これによって行動が自動化され、実践されやすくなる効果がある。人は「○○しよう」と決心して行動を起こすより、あらかじめ決められた行動を実践する方が、より少ないエネルギーでその行動に集中して取り組めるからである。
たとえば「今年は英語の勉強をする」という目標をif-then流に落とし込むなら、「(if)電車に乗ったら、(then)英語の勉強をする」となる。
もっと達成率を上げるなら、ifもthenも簡単にするほどいいので、then部は「英語の勉強」ではなく「英語のアプリを立ち上げる」でよい。「英語の勉強」となるとやや気構えが必要だが、アプリを立ち上げるだけならより気安い。そしてアプリさえ立ち上がってしまえば、わりとそのあとも勉強するものである。

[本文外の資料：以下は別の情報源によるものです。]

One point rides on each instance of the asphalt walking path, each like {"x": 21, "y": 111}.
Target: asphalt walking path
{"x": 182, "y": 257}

これはズーニンの法則が関わっている。「初動4分の法則」とも呼ばれるその名の通り、何か億劫なことでも最初の4分だけ取り組めばやる気が後からついてくる――という人の性質を利用した方法である。
人が何か作業に取り掛かると、脳内ではやる気をつかさどるドーパミンというホルモンが分泌される。これがその後のやる気を作ってくれるので、とりあえず最初の一歩の超簡単なところだけ自分が意志の力でやっておいて、あとはドーパミンでギンギンになっているであろう未来の自分に任せる……というのがハードルの低い勉強・仕事法であり、習慣化のコツである。
新しい習慣を取り入れる際には
「否定」より「肯定」で
また、新しい習慣を取り入れる際は否定より肯定の形が望ましい。禁煙を目指すなら「タバコを吸わない」でなく、「タバコを吸いたくなったら飴をなめる」などに置き換えるのである。
「吸わない」という我慢は反発心を生み積み重なるが、「飴をなめる」という主体的な行為そのものに我慢はない(飴をなめることの真の意図である「禁煙」に我慢はあるものの)。いわば、ちょっと言い方を変えて自分をだまして、習慣化定着という目標を達成しやすくするのである。
以上、これらのことをどれか取り入れてみれば、正月明けの憂うつが少しマシになるかもしれない。幸いなことに今年の年末年始は再度9連休が到来するそうなので、その際に試されるのもよろしかろう。